Attacking linking sites – which usher users to unauthorized content on cyberlockers, BitTorrent networks, P2P networks and streaming sites – the Spanish government at least strikes at the heart of Spain’s piracy eco-system in the IIPA’s eyes.

“BitTorrent trackers and sites that index files on hosted servers are critical tools for users to locate infringing material: Without them, the scale of online piracy that occurs in Spain would not be possible,” the IIPA wrote in last week’s 2014 Special 301 Report.

“These indexes and trackers are also often the only point of attachment for the jurisdiction of Spain’s authorities, since they are frequently located within Spain, but they direct users to files located in other jurisdictions,” it continued.

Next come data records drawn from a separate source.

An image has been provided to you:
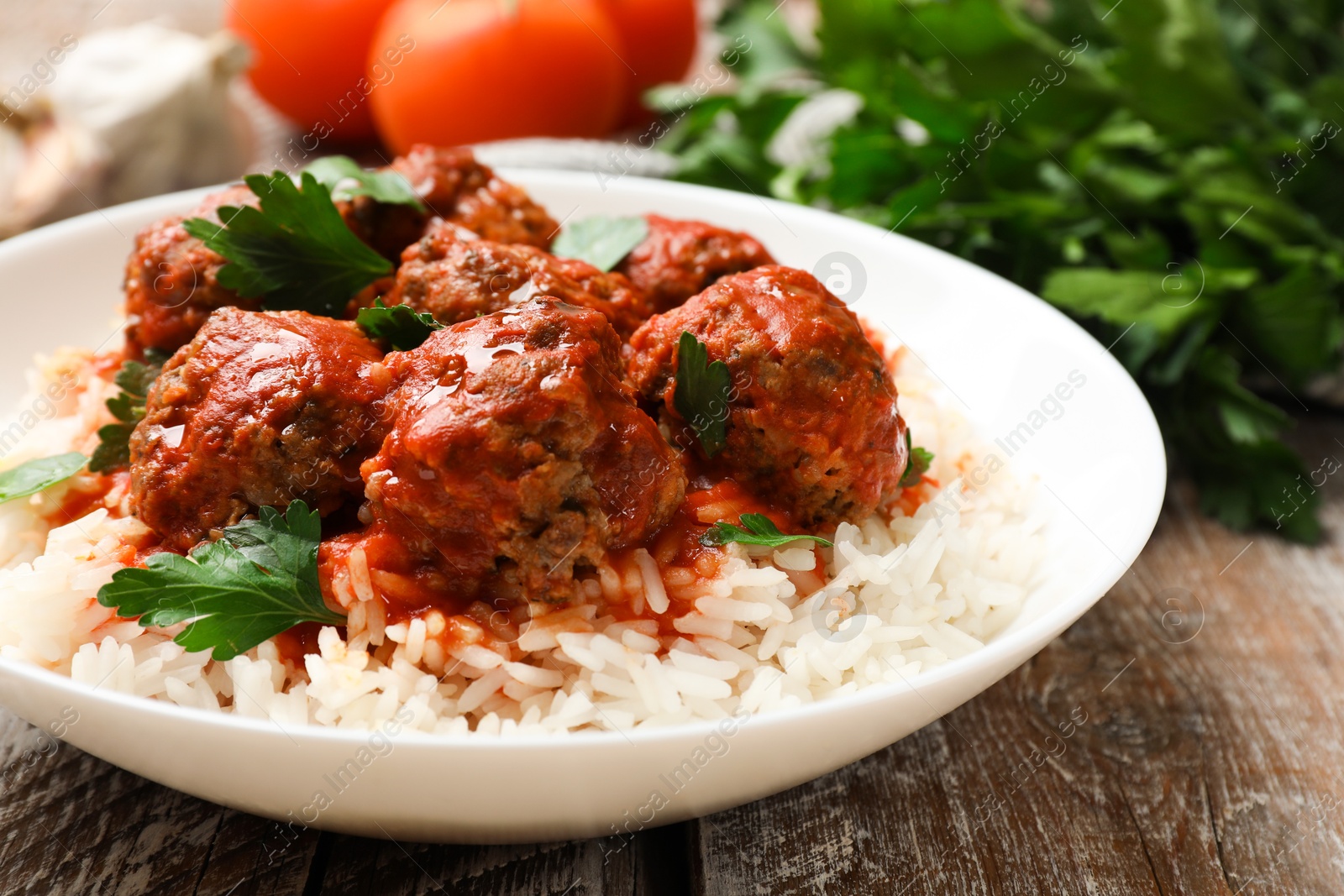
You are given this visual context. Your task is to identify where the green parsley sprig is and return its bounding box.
[98,501,345,661]
[0,451,89,504]
[899,430,932,489]
[183,170,392,317]
[659,0,1344,542]
[89,348,168,473]
[551,215,649,270]
[304,156,425,211]
[354,298,444,352]
[672,331,732,457]
[701,513,835,548]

The IPC could hardly work slower. Per Spain’s Coalition of Creators and Content Industries, cited by the IIPA, the IPC takes on average more than 400 days to initiate an investigation into a site after receiving a rights holder complaint.

Spanish piracy, meanwhile remains rampant. The Cocktail Analysis, a Madrid-based consultancy estimated that 87% of Spanish Internet users still file-share unauthorized content or download from illegal sites such as Mega and Rapidshare.

Many Spaniards counter that they have not been able to access content easily, quickly and at a reasonable price.

The robust recent success of pay TV giant Canal Plus’ YOMVI VOD site, – which now near day and dates U.S series with their Stateside bow and offers full seasons for binge viewing – would seem to bear them out.

YOMVI’s active users near doubled in four months, sky-rocketing 96% from July to November’s 546,996, per Arturo Guillen, Rentrak VP EMEA.